Extracting uniform randomness from noisy source

Sandy Harris sandy at storm.ca
Wed Aug 7 12:36:03 EDT 2002


John Kelsey wrote:

> The thing that struck me, thinking about this, is that the kind of security
> proof available for any of these primitives is a poor fit for the actual
> problem.  That's pretty-much a recipe for getting proposals that don't work
> in practice.
> 
> Would it make sense to differentiate the two different things we're trying
> to do, here?
> 
> a.  Map the entropy from one string sampled from a large set with only
> approximately-known distribution to a short string, in such a way that we
> have a strong expectation that the short string will have a uniform
> distribution.
> 
> b.  Output the result in a way that doesn't leak partial information about
> its inputs, and that (if full entropy was provided in the input) isn't
> distinguishable from a random value in practice.
> 
> Also, in a practical system, we're likely to want:
> 
> c.  Output the result in a way that is expected to be unconditionally
> secure (indistinguishable from random to unbounded attackers) if there was
> sufficient entropy in the input, and computationally secure (reducing to
> the strength of AES, HMAC-SHA1, etc.) if not.
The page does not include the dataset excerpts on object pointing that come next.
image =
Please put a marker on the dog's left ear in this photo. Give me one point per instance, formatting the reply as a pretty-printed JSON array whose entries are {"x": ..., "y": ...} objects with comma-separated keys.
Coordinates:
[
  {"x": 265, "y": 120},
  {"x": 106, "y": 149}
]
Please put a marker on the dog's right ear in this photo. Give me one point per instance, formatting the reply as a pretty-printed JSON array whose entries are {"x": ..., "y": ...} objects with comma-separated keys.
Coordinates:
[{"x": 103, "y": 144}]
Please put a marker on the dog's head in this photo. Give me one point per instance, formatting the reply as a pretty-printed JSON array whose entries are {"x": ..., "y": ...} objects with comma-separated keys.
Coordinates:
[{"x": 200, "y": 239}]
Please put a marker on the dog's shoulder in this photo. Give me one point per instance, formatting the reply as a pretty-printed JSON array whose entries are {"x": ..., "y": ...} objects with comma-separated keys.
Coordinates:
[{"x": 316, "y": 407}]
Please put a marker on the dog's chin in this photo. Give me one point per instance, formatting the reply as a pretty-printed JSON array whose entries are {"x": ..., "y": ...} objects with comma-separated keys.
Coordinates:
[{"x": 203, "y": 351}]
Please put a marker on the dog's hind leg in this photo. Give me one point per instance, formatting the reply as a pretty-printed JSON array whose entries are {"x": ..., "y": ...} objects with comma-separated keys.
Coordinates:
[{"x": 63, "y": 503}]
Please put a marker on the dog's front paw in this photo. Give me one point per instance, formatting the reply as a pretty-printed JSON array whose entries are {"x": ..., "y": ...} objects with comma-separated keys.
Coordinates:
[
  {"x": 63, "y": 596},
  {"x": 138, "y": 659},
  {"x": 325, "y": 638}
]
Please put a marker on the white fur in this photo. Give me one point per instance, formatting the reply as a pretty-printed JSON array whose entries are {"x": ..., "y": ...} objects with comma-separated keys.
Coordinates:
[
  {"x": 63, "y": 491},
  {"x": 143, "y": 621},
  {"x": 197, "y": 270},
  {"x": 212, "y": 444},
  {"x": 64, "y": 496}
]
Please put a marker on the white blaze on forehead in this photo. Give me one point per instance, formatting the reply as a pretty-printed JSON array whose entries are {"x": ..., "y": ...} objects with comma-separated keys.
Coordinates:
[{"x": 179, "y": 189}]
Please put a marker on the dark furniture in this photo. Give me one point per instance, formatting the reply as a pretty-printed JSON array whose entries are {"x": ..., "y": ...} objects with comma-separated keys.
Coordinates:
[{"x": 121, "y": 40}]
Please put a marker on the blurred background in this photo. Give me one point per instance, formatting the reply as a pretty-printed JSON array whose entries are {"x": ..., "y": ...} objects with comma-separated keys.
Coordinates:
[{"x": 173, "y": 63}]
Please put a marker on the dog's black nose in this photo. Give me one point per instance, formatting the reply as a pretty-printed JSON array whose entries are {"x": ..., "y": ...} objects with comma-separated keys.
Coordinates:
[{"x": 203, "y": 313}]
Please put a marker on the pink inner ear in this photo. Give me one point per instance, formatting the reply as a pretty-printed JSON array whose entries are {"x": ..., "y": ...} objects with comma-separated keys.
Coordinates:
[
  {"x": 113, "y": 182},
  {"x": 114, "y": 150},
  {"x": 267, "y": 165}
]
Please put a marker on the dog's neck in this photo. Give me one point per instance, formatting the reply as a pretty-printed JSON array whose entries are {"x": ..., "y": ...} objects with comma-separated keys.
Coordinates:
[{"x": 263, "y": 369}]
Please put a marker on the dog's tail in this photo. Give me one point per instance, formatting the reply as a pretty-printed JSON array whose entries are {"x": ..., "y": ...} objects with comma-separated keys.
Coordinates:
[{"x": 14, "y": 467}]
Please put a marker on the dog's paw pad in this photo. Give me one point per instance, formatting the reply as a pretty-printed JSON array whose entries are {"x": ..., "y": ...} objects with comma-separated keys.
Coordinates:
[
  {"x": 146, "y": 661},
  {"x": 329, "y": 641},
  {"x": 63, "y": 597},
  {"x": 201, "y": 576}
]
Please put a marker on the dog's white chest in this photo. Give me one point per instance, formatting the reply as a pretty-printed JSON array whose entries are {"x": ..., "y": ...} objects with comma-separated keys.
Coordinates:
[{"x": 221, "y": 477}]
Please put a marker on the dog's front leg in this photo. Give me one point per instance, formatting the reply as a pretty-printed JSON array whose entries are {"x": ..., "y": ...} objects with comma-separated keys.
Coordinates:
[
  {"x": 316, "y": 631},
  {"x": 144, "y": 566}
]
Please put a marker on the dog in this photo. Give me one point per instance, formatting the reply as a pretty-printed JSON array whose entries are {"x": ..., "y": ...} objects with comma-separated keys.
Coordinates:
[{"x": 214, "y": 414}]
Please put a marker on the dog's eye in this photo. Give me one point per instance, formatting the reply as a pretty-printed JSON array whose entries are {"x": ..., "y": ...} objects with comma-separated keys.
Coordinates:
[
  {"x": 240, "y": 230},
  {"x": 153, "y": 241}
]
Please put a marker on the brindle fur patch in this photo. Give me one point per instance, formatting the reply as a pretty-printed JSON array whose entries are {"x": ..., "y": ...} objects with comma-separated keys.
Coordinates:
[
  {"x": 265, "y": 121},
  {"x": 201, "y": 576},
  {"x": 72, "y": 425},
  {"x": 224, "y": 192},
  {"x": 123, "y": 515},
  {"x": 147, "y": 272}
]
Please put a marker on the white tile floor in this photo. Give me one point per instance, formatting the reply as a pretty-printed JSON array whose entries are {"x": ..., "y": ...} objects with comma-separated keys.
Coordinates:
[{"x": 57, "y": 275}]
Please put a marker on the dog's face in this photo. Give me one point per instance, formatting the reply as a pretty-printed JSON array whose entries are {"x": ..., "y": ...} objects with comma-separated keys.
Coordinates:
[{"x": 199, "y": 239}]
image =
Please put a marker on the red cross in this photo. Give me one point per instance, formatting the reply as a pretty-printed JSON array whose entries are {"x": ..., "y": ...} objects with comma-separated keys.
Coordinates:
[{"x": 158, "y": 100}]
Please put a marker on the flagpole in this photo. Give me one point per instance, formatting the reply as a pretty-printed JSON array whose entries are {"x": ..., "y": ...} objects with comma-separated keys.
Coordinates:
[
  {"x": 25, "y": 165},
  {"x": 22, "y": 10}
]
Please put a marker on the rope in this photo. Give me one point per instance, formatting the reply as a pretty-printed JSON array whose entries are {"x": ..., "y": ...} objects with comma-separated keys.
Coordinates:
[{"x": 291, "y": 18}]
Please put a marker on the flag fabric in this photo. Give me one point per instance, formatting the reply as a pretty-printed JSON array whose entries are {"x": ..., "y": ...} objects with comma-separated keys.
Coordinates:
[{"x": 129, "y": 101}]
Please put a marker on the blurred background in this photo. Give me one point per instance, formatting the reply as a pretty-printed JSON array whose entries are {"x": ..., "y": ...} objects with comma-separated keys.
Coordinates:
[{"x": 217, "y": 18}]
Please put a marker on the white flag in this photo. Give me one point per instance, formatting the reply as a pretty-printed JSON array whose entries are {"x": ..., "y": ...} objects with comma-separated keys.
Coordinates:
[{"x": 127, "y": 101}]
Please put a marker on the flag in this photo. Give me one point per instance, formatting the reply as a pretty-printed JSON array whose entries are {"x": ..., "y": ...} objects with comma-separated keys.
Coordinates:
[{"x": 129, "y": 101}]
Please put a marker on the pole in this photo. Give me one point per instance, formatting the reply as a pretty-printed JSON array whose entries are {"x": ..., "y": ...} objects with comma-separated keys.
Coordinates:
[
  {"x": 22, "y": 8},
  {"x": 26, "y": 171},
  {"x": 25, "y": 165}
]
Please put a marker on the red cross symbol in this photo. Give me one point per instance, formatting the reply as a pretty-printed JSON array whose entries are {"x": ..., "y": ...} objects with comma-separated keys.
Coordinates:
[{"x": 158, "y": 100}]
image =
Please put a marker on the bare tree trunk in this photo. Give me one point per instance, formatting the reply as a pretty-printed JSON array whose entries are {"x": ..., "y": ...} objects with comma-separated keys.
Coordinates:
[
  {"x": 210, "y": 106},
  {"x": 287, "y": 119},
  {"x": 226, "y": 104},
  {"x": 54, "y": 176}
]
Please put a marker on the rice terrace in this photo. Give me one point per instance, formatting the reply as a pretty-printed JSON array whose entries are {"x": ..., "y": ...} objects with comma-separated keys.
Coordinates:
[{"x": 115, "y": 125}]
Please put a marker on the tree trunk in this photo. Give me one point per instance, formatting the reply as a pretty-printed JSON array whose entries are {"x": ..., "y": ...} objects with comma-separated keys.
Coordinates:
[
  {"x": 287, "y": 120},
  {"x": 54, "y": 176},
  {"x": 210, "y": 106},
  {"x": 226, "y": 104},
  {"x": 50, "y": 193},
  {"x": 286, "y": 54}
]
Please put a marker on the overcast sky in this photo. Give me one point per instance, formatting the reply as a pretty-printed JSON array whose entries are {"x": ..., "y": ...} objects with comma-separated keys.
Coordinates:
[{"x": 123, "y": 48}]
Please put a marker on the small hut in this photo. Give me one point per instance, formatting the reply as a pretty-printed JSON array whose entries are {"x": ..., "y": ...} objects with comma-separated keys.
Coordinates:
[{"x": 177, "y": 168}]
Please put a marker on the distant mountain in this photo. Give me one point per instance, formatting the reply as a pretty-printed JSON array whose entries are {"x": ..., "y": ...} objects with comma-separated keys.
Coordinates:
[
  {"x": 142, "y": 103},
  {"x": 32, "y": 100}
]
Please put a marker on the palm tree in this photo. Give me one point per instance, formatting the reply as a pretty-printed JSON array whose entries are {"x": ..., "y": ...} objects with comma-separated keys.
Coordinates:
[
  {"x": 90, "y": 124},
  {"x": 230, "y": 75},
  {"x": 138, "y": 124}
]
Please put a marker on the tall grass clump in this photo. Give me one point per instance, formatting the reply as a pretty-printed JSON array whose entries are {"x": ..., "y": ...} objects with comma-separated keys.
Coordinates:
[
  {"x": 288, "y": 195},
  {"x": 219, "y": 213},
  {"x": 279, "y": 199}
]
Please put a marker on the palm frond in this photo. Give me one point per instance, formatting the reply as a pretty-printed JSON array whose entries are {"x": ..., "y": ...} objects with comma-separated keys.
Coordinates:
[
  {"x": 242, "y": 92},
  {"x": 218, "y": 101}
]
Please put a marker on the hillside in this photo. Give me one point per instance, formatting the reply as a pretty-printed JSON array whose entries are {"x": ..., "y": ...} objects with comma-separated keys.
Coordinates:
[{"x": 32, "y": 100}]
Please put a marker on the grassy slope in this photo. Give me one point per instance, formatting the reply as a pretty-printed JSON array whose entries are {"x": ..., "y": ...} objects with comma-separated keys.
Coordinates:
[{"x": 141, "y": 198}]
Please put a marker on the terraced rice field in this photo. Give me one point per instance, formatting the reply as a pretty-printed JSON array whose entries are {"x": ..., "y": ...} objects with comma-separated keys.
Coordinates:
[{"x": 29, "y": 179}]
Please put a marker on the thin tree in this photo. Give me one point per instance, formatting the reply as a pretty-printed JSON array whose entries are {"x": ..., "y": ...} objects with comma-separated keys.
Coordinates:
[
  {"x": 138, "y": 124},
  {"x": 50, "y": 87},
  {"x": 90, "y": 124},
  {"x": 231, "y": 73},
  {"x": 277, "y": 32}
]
Are Nystrom's "perfect" s-boxes a useful primitive here? With 2n bits in
and n out, you can construct an s-box such that all output columns are
bent boolean functions, and so are all linear combinations of columns.

It seems to me that some sort of S-P network built with Nystrom s-boxes
ought to give us what we need here. We need to compress a bunch of
low-entropy data into a high-entropy chunk, and each s-box gives 2-to-1
compression. We need provable properties for the network, and Nyberg's
proofs or the s-box properties give us a starting point.